Il 28 ottobre al Largo Venue di Roma si assisterà infine a un concerto con una full band e il produttore Kasp, in cui POLEMICA catalizzerà tutta l’energia sul palco. Dopo il sold out di maggio, l’artista torna con un nuovo show, nuovi monologhi, un’impostazione teatrale e alcuni inediti che faranno parte del nuovo percorso avviato proprio con ROMA ODIA.
Polemica è un rapper classe 2005, nato e cresciuto a Roma, tra Montesacro e quartiere Africano.
Appassionato di musica sin da piccolo inizia a suonare il pianoforte all’età di 5 anni. Il percorso come Polemica inizia all’età di 14 anni, affiancato dal produttore Kasp. A soli 16 anni si afferma al primo posto della categoria Urban Icon di Lazio Sound 2022 e si classifica tra i vincitori della finalissima del Full Contact Clash, contest della Honiro Label. Da qui inizia un percorso all’interno di Honiro che ha portato nella libreria dell’artista vari singoli e due EP. Inoltre ha fatto parte del collettivo romano “Ollaraund” con grande attrazione per gli eventi live che ha portato a un concerto sold-out al Wishlist di Roma con la benedizione del rapper Chicoria come special guest. L’attività live lo porta ad aprire il concerto di Rancore in occasione di Capodarte nel 2025 e lo stesso anno a partecipare al live per la manifestazione per Valerio Verbano a Roma con migliaia di spettatori. Il suo ultimo singolo “Libera” sulla guerra in Palestina è riuscito a diffondersi tra le piazze di tutta Italia nelle recenti manifestazioni, diventando colonna sonora delle mobilitazioni anche nelle pagine instagram attive a riguardo.

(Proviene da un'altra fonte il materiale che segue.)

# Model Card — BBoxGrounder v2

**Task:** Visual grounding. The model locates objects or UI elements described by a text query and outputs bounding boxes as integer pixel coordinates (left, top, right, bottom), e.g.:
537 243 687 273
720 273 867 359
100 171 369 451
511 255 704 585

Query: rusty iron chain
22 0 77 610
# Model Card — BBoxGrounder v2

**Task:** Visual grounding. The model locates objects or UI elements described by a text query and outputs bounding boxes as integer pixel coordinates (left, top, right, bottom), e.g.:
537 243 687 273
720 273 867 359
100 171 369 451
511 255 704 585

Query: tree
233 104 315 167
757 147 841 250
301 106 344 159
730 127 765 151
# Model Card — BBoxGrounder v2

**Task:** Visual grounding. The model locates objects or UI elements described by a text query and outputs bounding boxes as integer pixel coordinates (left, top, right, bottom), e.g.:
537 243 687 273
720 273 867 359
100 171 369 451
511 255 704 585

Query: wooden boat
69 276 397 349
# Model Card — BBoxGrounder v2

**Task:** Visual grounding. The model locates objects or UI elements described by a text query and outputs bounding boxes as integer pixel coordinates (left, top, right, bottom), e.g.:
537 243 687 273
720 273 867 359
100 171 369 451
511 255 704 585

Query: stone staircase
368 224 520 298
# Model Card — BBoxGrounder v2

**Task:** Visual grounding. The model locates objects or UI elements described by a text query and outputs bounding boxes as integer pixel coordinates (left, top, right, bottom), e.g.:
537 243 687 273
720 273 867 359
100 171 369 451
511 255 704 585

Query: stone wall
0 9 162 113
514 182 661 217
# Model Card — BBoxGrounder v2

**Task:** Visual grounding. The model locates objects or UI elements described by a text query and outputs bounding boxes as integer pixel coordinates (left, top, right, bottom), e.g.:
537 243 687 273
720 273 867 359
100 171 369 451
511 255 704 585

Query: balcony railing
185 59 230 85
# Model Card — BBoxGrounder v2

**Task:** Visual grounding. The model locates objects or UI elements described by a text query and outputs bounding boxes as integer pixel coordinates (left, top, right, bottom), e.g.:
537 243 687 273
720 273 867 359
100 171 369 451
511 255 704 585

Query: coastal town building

La musica di Polemica fonda le sue radici in un rap classico e concentrato sulle liriche ma con grande attenzione a sperimentazioni con influenze di vario genere, dal jazz alla musica made in UK. Il suo obiettivo è quello di dare una carica eversiva alla sua musica che lui definisce “politica e passionale”. Per Polemica chi ascolta “deve arrivare a chiedersi perché si sta emozionando”. Polemica rompe il rapporto tra società e intimità.
Oltre la musica, studia all’università La Sapienza di Roma, al secondo anno di Storia moderna e contemporanea.